Here are our main results. In the case of pure dynamic routing, i.e., when link costs are the congestion prices generated by TCP–AQM, it turns out that we can interpret TCP/IP as a distributed primal-dual algorithm to maximize aggregate utility over both source rates (by TCP–AQM) and routes (by IP) if TCP/IP converges. We consider the problem, and its Lagrangian dual, of maximizing utility over source rates and over routing that use only a single path for each source-destination pair. Unlike the TCP-AQM problem or the multi- path routing problem that are convex optimizations with no duality gap, the single path TCP/IP problem is non-convex and generally has a duality gap. Equilibrium of the TCP/IP system exists if and only if this problem has no duality gap. In this case, TCP/IP equilibrium solves both the primal and the dual problem. Moreover, it incurs no penalty for not splitting traffic across multiple paths: optimal single-path routing achieves the same aggregate utility as optimal multi-path routing. Multi-path routing can achieve a strictly higher utility only when there is a duality gap between the single-path primal and dual problems, but in this case, the TCP/IP iteration does not even have an equilibrium, let alone solving the utility maximization problem.

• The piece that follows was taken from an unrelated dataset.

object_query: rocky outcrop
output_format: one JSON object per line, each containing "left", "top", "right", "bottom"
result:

Even when the single-path problem has no duality gap and TCP/IP has an equilibrium, the equilibrium is generally unstable under pure dynamic routing. It can be stabilized by adding a sufficiently large static component to the definition of link cost. The existence and characterization of TCP/IP equilibrium when the link costs are not pure congestion prices, however, are open problems. To proceed, we specialize to a ring network with a common destination and demonstrate an inevitable tradeoff between utility maximization and routing stability (Section 5.5). Specifically, we show that the TCP/IP system over the special ring network is indeed unstable when link costs are pure prices. It can be stabilized by adding a static component to the link cost, but at the expense of a reduced utility in equilibrium. The loss in utility increases with the weight on the static component. Hence, while stability requires a small weight on prices, utility maximization favors a large weight.

We present numerical results to validate these qualitative conclusions in a general network topology. These results also suggest that routing instability can reduce aggregate utility to less than that achievable by (the necessarily stable) pure static routing.

Indeed we show that if the link capacities are optimally provisioned, then pure static routing is enough to maximize utility even for general networks (Section 5.6). Moreover, it is optimal within the class of multi-path routing: again, there is no penalty at optimality in not splitting traffic across multiple paths.

Finally, we discuss some implications and limitations of these results (Section 5.7).